When I arrive in the park I find the Muny to be a real hive of activity, and being the nosy sort of person I am, I set off to find out what’s going on.
“Today is the first day they are selling individual show tickets (as opposed to season’s passes)”, the young woman standing in line with a book to read informs me. And they are passing out hot Starbucks coffee and donuts to those who are present. Cool. I’m present and reasonably accounted for, to I help myself before stepping out from under the colonnade to watch the concrete workers work.
They are pouring new concrete in the drive and on the sidewalk on the inside of the Muny circle drive and though they are almost as curious about me as I am about them, they don’t seem to mind my presence. I take care not to get in their way or get hit by the cement truck. Once I have gotten my fill of their activity, I wander toward the boat house to see what I can see. On my way there I am treated to the spectacle of a hawk being harassed by red winged blackbirds. The blackbirds are agressive, diving and swooping at the hawk, though the hawk seems to be not very intimidated by them.
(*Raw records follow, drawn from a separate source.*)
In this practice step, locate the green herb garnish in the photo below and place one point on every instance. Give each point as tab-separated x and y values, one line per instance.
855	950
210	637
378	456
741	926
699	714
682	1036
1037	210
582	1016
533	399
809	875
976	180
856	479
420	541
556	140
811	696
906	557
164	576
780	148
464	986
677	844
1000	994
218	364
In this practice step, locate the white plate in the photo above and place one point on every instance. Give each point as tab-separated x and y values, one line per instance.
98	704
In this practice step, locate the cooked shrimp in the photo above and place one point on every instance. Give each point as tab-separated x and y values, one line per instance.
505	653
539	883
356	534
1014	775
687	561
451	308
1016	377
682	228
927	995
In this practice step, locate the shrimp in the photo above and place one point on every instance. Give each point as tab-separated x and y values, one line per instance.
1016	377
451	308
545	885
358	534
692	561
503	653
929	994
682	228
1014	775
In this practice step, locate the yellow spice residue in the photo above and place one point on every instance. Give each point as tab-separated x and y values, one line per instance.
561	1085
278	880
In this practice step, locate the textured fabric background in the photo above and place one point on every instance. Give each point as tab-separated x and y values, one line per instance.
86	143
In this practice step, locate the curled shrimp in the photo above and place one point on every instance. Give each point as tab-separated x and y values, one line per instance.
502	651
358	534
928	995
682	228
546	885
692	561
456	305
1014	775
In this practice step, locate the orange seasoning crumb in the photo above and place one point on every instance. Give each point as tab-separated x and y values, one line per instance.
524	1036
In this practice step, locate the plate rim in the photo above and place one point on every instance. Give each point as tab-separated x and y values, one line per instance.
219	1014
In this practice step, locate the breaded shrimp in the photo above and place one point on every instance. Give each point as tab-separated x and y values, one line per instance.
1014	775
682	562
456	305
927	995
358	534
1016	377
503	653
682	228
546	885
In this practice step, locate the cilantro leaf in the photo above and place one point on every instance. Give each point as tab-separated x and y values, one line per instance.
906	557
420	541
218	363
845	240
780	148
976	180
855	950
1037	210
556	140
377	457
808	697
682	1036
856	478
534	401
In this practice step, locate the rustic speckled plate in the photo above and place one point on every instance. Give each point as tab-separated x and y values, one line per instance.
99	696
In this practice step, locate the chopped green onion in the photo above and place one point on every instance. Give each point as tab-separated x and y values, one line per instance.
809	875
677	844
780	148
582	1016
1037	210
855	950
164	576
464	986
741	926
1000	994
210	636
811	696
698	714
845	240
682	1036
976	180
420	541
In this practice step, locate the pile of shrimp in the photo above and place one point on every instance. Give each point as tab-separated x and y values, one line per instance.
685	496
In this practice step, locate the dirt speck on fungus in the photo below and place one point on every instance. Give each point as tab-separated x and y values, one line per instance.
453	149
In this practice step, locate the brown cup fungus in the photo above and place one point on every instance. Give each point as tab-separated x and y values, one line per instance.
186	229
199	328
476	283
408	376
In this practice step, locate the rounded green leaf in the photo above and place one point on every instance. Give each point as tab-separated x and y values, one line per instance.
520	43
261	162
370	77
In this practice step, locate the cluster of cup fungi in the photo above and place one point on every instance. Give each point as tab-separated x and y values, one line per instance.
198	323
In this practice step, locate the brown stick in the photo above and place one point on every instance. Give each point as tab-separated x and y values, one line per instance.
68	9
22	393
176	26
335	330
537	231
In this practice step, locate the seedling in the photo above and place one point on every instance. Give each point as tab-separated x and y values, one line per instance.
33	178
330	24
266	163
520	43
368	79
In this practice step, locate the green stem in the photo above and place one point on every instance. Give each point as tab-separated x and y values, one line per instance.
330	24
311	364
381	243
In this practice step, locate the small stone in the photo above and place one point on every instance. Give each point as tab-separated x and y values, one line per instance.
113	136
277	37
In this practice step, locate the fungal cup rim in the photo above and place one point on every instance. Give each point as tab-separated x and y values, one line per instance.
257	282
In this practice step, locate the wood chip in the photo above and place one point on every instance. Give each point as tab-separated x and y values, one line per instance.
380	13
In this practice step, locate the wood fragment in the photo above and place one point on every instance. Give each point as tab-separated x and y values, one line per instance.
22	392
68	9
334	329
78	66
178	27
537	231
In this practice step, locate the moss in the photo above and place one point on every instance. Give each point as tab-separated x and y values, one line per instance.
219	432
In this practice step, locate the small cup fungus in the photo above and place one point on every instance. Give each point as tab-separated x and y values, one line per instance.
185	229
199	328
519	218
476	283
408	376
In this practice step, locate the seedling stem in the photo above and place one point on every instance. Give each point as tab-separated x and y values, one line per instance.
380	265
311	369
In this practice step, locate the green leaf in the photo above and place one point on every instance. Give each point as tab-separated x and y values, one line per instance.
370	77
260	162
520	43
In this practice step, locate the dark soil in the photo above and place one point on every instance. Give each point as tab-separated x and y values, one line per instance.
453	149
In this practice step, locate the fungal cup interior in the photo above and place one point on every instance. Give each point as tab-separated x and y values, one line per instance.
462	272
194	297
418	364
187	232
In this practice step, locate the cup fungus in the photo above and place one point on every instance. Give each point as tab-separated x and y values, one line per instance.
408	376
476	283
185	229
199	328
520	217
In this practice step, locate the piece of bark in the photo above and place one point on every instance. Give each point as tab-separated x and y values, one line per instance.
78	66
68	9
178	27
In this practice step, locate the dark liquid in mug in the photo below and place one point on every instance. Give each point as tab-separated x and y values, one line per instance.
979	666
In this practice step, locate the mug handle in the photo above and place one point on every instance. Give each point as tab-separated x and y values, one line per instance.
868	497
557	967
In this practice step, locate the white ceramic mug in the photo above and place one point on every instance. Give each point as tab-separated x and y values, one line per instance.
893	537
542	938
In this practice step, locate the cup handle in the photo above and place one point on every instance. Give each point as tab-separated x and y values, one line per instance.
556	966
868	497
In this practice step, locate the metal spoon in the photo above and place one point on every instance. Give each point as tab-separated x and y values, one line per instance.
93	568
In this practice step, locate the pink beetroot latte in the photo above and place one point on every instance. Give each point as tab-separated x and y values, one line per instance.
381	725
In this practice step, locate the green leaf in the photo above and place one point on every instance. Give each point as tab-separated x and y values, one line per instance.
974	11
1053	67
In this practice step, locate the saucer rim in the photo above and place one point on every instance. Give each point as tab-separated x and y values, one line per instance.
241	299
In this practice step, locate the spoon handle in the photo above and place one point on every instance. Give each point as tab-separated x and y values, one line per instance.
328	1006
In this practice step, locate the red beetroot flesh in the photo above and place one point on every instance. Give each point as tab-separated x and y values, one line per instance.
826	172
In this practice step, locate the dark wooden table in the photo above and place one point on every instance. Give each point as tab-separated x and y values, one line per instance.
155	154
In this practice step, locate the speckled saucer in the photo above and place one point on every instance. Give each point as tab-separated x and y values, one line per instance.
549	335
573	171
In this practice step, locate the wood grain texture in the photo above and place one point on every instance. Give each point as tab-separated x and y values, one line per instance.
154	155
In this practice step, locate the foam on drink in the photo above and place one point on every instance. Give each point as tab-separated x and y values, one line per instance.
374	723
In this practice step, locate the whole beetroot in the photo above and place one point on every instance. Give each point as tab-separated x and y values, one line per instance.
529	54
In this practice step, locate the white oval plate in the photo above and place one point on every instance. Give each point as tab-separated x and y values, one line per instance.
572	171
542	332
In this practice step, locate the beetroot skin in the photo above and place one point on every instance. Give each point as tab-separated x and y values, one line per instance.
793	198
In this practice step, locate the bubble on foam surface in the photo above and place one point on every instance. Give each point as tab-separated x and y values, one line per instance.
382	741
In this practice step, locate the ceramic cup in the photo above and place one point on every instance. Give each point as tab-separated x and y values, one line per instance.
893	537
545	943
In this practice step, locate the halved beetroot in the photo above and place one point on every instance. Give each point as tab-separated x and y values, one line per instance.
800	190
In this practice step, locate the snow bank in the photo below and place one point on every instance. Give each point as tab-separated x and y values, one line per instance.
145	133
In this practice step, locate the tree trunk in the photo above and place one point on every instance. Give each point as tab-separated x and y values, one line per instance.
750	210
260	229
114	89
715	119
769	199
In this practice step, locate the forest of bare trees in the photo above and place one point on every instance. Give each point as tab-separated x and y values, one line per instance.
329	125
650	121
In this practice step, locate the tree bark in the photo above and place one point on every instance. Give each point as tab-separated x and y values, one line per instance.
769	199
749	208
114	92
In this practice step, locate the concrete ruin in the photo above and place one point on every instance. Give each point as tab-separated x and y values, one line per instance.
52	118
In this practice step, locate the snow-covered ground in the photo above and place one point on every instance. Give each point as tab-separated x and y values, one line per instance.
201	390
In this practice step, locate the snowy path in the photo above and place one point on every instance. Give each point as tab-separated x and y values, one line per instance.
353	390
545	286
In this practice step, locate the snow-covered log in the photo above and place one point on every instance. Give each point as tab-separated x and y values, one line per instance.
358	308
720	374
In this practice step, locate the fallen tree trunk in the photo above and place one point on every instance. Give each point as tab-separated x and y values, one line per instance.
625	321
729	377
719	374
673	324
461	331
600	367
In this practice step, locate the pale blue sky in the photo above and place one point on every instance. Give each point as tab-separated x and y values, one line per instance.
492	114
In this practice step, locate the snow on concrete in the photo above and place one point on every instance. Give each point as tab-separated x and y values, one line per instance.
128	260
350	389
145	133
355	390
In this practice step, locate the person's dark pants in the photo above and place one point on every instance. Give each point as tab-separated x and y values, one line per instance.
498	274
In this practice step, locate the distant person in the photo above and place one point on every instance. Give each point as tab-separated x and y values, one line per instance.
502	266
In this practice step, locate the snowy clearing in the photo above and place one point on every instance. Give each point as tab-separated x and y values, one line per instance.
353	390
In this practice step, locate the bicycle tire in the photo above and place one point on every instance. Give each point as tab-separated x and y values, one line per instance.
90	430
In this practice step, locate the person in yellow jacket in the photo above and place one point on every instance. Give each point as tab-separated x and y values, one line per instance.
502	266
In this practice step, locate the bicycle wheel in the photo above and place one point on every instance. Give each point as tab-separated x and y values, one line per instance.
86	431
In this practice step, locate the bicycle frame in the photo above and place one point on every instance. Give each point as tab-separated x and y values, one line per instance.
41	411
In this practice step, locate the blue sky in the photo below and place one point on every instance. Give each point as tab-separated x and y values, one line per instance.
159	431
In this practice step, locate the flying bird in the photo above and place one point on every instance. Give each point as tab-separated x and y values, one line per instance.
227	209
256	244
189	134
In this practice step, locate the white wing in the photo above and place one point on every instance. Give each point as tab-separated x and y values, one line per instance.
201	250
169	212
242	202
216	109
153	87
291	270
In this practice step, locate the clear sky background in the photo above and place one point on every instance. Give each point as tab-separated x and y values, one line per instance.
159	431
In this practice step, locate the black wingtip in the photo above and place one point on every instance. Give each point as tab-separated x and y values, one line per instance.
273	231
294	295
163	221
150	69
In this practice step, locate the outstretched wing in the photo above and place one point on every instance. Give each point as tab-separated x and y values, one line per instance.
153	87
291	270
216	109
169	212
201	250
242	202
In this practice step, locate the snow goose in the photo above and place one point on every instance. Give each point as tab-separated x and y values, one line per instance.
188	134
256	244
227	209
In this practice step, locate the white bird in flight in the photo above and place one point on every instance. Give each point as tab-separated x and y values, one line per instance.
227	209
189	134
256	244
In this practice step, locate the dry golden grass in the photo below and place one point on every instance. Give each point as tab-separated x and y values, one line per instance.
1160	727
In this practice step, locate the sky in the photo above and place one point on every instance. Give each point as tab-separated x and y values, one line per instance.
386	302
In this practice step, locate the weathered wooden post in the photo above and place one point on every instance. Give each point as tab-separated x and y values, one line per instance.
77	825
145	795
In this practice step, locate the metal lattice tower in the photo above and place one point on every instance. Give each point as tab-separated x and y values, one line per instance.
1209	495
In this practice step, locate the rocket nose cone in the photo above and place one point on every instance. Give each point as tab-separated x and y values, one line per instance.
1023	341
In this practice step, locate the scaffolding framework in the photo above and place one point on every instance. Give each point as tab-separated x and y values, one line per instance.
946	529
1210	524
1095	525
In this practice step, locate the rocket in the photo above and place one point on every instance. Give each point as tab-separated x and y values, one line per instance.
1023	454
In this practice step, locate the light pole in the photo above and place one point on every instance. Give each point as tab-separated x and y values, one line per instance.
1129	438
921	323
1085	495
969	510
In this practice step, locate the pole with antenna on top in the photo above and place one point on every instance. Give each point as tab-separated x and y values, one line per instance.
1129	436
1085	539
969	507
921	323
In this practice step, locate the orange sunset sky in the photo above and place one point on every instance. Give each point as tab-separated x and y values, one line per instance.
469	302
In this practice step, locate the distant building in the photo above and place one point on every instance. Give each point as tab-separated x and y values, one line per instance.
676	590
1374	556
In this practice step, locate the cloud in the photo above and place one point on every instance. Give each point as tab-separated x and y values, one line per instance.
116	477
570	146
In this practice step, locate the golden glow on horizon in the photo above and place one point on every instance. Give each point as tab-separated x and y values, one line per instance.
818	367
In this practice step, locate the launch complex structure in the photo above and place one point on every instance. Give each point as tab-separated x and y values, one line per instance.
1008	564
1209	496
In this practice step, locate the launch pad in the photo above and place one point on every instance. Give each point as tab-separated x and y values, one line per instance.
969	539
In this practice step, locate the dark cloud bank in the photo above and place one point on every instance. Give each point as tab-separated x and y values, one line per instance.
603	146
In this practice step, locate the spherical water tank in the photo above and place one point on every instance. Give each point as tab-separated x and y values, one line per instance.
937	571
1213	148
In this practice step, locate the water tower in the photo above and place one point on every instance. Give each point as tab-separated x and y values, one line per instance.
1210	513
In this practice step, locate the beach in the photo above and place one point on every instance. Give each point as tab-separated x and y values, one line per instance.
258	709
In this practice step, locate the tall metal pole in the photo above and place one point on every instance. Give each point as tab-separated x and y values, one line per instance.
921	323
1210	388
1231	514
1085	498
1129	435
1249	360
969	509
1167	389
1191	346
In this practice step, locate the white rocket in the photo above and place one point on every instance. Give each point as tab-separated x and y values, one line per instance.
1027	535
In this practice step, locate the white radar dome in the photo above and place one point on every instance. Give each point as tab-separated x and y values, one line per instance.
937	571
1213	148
It’s not much to look at, this glorified drainage ditch that separates the Boathouse from the field by the Muny circle, but along its banks grow a wild perfusion of flowers, yellow and blue and morning doves and robins alight on the rocks rocks, hop around, flutter at each other and takeoff for parts unknown. I spend half an hour hopping around the rocks myself before I am ready to end my morning’s fun and get to the work that pays the bills.